Incubate at room temperature for 2–3 minutes.

Centrifuge the sample at 12,000 × g for 15 minutes at 4°C. Note: After centrifugation, the mixture separates int a lower, red phenol–chloroform phase, an interphase, and a colorless upper aqueous phase which contains the RNA. The volume of the aqueous upper phase is ~600 μl.

Transfer ~400 μl of the colorless, upper phase containing the RNA to a fresh RNase–free tube.

Add an equal volume of 70% ethanol to obtain a final ethanol concentration of 35%. Mix well by vortexing.

Invert the tube to disperse any visible precipitate that may form after adding ethanol.

Proceed to Binding, Washing and Elution, below.

Binding, Washing and Elution

Follow the steps below to bind, wash, and elute RNA from your sample.

Transfer up to 700 μl of sample (prepared as described above) to a Spin Cartridge (with a Collection Tube).

Centrifuge at 12,000 × g for 15 seconds at room temperature. Discard the flow–through and reinsert the Spin Cartridge into the same Collection Tube.

Repeat Steps 1–2 until the entire sample has been processed. Optional: If your downstream application requires DNA-free total RNA, proceed to On–Column PureLink™ DNase Treatment During RNA Purification at this time (see the PureLink™ RNA Mini Kit manual, available from our web site at www.invitrogen.com, for details).

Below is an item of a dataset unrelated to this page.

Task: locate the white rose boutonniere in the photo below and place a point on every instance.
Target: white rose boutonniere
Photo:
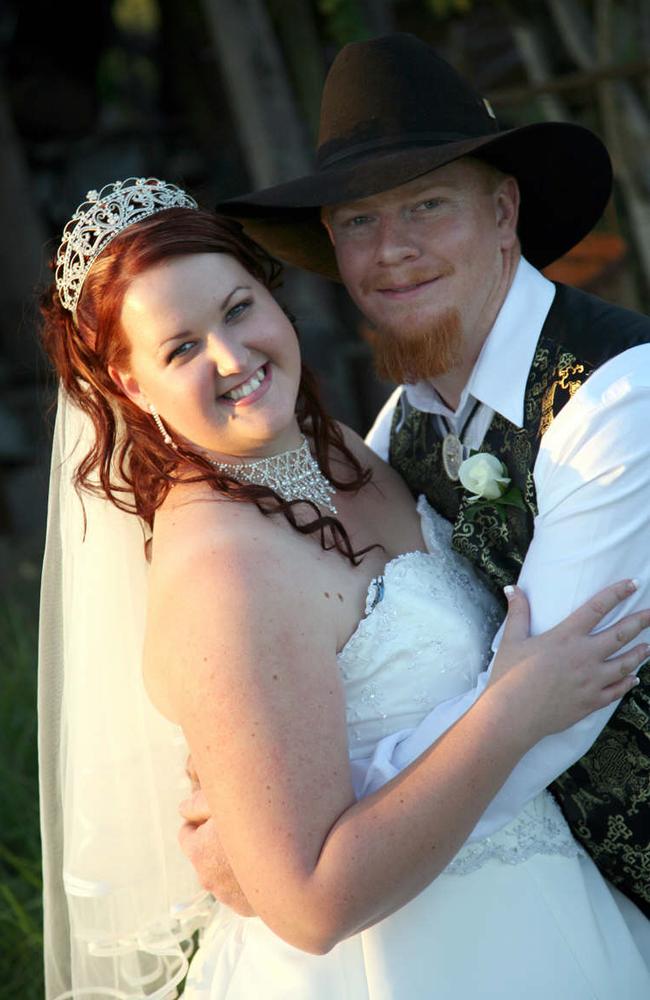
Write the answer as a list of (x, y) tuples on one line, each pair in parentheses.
[(486, 477)]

Add 700 μl Wash Buffer I to the Spin Cartridge. Centrifuge at 12,000 × g for 15 seconds at room temperature. Discard the flow-through and the Collection Tube. Insert the Spin Cartridge into a new Collection Tube.

Add 500 μl Wash Buffer II with ethanol (previous page) to the Spin Cartridge.

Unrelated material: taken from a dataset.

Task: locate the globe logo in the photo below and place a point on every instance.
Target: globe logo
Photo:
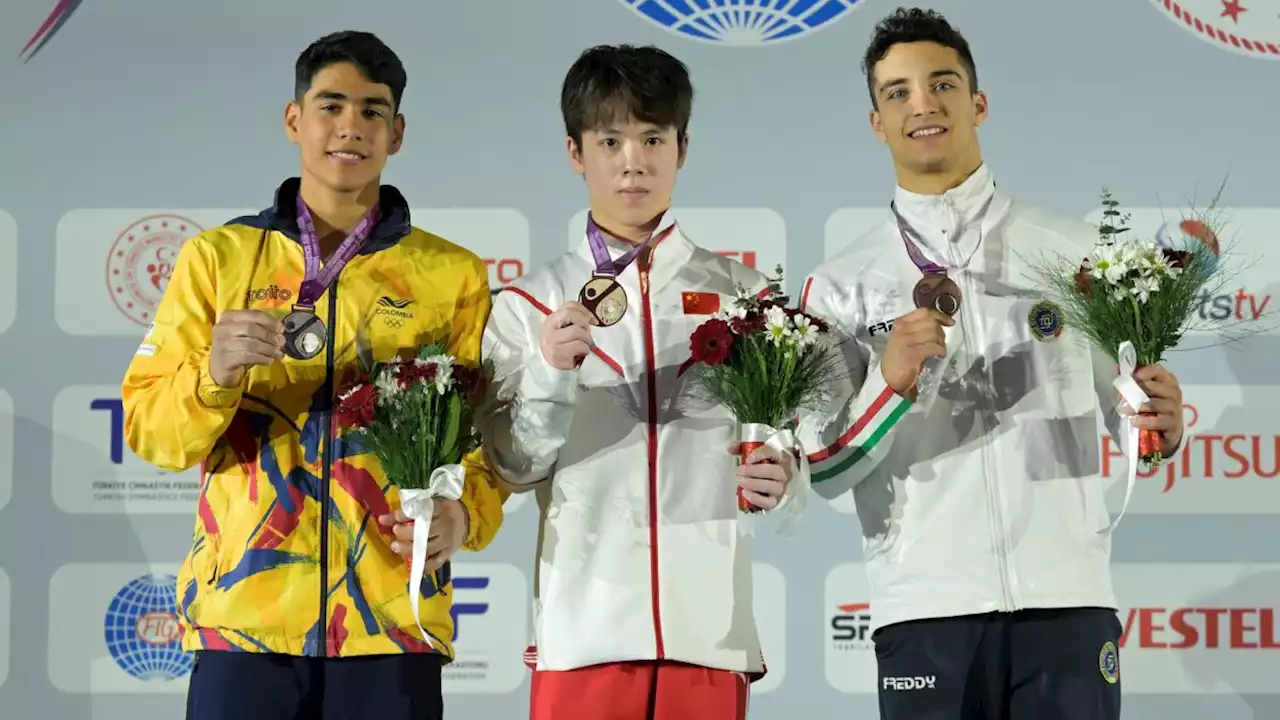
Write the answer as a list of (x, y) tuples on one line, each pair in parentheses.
[(142, 629), (743, 22)]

Centrifuge at 12,000 × g for 15 seconds at room temperature. Discard the flow–through, and reinsert the Spin Cartridge into the same Collection Tube.

Repeat Steps 5–6 once.

Centrifuge the Spin Cartridge and Collection Tube at 12,000 × g for 1 minute at room temperature to dry the membrane with attached RNA. Discard the Collection Tube and insert the Spin Cartridge into a Recovery Tube.

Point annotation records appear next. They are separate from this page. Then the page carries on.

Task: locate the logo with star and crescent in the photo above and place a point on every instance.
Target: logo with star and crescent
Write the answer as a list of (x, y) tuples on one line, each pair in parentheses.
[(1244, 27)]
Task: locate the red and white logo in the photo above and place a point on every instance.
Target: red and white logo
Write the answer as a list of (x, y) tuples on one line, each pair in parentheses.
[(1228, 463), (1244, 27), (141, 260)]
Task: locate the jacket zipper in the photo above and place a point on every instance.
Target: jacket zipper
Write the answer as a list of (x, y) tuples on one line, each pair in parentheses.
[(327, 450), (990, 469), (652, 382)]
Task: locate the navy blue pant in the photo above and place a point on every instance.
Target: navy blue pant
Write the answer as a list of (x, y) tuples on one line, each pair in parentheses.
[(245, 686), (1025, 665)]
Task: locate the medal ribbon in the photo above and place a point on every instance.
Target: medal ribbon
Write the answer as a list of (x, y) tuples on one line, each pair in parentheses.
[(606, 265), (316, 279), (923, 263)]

Add 30 μl–3 × 100 μl (3 sequential elutions with 100 μl each) RNase–Free Water to the center of the Spin Cartridge (refer to the PureLink™ RNA Mini Kit manual for more details, available from our web site at www.invitrogen.com).

Incubate at room temperature for 1 minute.

Centrifuge the Spin Cartridge with the Recovery Tube for 2 minutes at ≥12,000 × g at room temperature. Note: If you are performing sequential elutions, collect all elutes into the same tube.

Storage and Downstream Applications of Purified RNA

Store your purified RNA on ice if you will use the RNA within a few hours. For long–term storage, store your purified RNA at –80°C.